I think of the way he looked at me last night when I told him I’d imagined our wedding. He didn’t laugh. He didn’t run. But this? A baby? This is something else entirely. I hide the tests in the bottom drawer of the vanity. Beneath the extra towels. Behind the travel-sized shampoo bottles. Somewhere I won’t have to look. Then I splash water on my face, inhale slowly, and step out into the kitchen like nothing’s changed.

Grayson’s already up, fiddling with the coffee machine. He looks over his shoulder and grins. "Sleep okay?"

I nod, too quickly. "Yeah.
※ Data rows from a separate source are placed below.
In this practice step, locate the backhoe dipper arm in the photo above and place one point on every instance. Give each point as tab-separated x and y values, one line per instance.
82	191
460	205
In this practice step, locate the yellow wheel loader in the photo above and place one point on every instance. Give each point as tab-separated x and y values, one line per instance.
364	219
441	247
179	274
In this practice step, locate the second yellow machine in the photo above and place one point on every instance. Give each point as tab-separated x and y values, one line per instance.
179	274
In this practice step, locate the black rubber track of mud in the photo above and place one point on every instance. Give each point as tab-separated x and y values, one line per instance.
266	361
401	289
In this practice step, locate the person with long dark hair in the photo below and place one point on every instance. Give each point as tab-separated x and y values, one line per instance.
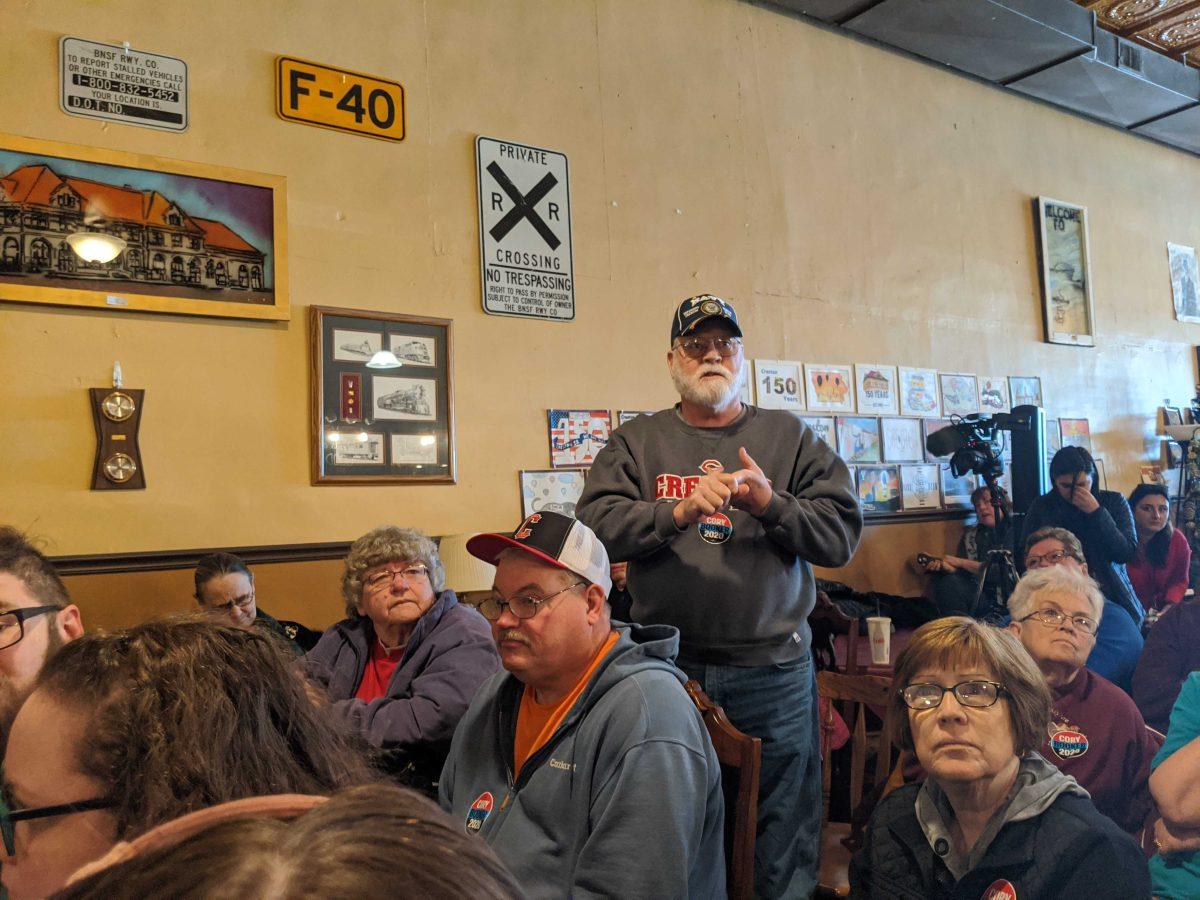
1158	571
1099	519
Fine."

He eyes me more closely now, brow lifting. "You’re dressed. Did you go out?"

My heart stutters. I glance down at my jeans, the hoodie zipped halfway up. “Just needed some air,” I say with a shrug, moving to the cabinet like I’m searching for a mug. “Couldn’t sleep.”
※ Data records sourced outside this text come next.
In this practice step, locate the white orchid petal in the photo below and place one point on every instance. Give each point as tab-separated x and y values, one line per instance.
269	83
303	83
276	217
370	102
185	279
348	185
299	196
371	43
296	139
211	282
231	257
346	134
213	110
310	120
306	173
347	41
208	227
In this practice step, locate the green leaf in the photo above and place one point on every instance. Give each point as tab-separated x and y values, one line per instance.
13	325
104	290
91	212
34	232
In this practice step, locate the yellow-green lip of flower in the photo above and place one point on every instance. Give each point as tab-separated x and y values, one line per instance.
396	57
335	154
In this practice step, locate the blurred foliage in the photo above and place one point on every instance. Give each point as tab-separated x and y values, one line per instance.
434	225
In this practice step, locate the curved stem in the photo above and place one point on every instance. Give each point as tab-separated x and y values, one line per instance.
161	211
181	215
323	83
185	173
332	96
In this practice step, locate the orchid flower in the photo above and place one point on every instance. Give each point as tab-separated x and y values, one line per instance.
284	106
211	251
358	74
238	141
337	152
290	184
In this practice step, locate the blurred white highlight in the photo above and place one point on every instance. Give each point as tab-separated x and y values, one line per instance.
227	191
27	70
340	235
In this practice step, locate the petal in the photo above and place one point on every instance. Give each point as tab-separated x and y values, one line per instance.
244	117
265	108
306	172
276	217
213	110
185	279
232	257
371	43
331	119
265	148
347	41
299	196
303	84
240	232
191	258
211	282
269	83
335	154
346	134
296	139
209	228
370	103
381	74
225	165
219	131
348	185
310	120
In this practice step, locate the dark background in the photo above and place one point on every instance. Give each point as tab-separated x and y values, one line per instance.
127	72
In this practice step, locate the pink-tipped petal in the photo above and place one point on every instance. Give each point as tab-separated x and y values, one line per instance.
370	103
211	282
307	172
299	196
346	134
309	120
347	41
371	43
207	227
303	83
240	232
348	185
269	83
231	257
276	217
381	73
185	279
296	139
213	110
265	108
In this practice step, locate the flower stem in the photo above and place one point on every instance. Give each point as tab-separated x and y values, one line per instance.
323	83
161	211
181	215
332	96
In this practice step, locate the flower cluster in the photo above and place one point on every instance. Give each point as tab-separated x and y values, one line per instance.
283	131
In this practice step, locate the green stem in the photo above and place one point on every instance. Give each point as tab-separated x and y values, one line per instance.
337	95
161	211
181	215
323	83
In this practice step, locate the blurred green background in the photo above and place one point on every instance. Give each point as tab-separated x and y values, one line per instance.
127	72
He doesn’t press, but I can feel his gaze linger a second longer than usual. Not suspicious, not yet. Just curious. I keep my back to him, focusing on the chipped ceramic in my hands like it might anchor me.

“Next time, wake me,” he says lightly. “I’ll come with.”

I manage a laugh that sounds almost real. "You snore when you're cold. I was doing you a favor."

He chuckles and turns back to the coffee, letting it drop. But I don’t, because the lie is already planted, and now I have to remember it. Carry it. Build the rest of my morning around it, and hope to God I can keep it from unraveling.

Grayson moves around the kitchen with surprising focus, barefoot and half-awake, sleeves pushed up as he slices strawberries and cracks eggs into the pan with a concentration usually reserved for quarterly board meetings. I hover near the counter for a moment, pretending to read something on my phone, watching him from the corner of my eye.

He hums a low, off-key tune under his breath, something vaguely familiar and probably meant to soothe me, though I’m not sure he’s even aware he’s doing it. The smell of butter and toast fills the small space, warm and thick, and it churns in my stomach like a warning. He plates the food carefully, arranging the strawberries like he's plating at a five-star brunch instead of in a drafty cabin with one wobbly table and mismatched mugs. Then he turns, proud, and sets the plate down in front of me like he’s presenting an offering.

“Look at that,” he says proudly, sliding into the chair across from me. “I made a breakfast that doesn’t require a fire extinguisher.”